At school, he’s been facing bullying that is targeted, persistent, and cruel. Some students have formed a group that not only picks on kids who look different but also covers each other by making false accusations. Despite CCTV evidence and repeated reports, the school’s response has been disappointingly passive. They often cite behavioural conditions like ADHD or OCD as reasons for inaction, leaving us feeling helpless and frustrated.

As a parent, watching your child suffer while the system turns a blind eye is one of the most painful experiences. But through all this, something shifted in me.

I started reflecting on my own life. As adults, we juggle work stress, family responsibilities, social expectations, and the constant pressure to hold it all together. And when life overwhelms us, what brings us relief? Often, it’s just having someone to talk to. Someone who listens without judgement. Someone who gives us their time.

And then it hit me; our kids need that exact same thing.

My son isn’t just battling external stress from school; he’s going through puberty, figuring out who he is, and worrying about a future that’s still too big to grasp.
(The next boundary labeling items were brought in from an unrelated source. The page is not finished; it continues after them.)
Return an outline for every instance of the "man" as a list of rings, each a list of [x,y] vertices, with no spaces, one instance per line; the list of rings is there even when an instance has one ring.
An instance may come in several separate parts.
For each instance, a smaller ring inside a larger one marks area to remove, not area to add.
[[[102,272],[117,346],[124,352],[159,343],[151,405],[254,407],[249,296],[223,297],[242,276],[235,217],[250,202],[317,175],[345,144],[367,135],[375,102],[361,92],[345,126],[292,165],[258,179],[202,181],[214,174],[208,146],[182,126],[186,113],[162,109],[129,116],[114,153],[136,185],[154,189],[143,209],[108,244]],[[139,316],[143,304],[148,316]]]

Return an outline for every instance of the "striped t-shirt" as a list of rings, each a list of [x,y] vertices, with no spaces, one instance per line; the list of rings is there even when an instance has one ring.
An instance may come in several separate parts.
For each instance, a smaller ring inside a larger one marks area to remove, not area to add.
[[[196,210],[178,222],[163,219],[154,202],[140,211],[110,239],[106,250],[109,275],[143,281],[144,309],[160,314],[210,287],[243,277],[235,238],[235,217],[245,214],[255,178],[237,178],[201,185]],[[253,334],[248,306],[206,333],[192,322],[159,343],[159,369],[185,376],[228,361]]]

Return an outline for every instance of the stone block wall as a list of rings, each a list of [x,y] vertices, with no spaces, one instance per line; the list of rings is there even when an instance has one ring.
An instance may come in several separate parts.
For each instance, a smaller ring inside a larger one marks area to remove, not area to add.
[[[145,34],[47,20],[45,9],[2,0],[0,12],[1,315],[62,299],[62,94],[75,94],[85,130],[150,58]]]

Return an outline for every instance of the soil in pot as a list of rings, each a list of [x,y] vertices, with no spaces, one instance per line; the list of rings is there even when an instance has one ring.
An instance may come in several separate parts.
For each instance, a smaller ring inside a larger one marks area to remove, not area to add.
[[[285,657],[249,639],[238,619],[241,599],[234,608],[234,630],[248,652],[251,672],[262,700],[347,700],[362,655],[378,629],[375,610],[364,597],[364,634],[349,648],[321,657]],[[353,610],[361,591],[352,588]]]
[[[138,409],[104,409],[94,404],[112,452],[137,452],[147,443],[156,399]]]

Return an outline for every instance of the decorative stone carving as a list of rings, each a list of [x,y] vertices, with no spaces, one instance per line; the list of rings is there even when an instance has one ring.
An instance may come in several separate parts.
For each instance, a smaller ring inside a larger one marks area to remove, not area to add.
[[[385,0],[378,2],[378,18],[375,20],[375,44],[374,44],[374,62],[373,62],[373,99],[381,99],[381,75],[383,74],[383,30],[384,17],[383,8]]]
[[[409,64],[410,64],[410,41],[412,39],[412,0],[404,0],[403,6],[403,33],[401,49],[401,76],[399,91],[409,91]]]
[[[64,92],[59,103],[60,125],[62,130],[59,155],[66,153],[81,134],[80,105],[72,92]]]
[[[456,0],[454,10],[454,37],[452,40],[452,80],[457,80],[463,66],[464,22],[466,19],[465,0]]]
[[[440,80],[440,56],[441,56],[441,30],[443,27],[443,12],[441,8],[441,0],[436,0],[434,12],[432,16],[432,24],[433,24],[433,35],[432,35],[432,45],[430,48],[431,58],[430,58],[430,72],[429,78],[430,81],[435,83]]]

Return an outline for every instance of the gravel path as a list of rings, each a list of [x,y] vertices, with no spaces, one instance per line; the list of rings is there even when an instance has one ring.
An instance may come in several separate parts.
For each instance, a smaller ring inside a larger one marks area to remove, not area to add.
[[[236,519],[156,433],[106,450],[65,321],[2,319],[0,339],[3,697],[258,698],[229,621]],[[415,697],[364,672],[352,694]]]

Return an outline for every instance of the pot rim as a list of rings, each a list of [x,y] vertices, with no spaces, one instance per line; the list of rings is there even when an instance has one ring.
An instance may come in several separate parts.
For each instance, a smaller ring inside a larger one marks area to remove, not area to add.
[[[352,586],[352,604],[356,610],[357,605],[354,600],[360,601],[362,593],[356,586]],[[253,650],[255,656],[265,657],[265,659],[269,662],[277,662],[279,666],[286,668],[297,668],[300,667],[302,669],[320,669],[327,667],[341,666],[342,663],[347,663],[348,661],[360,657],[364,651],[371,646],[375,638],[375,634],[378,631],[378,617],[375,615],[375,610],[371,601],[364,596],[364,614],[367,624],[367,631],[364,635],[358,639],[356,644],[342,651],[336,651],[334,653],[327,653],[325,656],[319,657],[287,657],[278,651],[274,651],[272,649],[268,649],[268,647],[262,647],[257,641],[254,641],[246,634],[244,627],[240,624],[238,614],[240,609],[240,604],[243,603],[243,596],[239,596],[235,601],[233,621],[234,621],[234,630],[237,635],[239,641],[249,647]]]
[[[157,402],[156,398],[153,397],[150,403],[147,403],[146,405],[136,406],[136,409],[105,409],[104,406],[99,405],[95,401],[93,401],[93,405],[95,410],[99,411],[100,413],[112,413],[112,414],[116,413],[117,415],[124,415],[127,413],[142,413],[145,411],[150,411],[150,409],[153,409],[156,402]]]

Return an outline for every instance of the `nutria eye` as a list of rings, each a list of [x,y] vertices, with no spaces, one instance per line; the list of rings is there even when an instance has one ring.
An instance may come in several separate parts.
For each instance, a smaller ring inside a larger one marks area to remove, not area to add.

It’s a storm, and all he really wants is shelter, someone to be there for him.

So I made a decision. I restructured my priorities. I cut down on some work commitments, and I now make time just for him.

I realised something else, too; something I see every day with my wife. When I come home from work, we usually talk for about an hour. She shares her day, and I listen. That simple exchange calms her, centres her. But when I’m too busy to give her that time, I can sense the shift—she becomes quiet, distant. It’s not about the words. It’s about being present.

My son is no different. He lights up even if I just sit beside him while he plays on his Xbox. No deep conversation, no big gestures, just me being there. That presence alone makes him feel safe and seen.

These moments are sacred. They’re not only helping him heal—they’re helping me grow. I’m learning so much from him. I see his strength, his curiosity, and even his pain. I offer my life stories not as lectures but as shared experiences. It’s building his confidence, and it’s building our bond.

Raising a child isn’t just about guiding them; it’s about walking beside them. And sometimes, just your presence can be the strongest shield they have.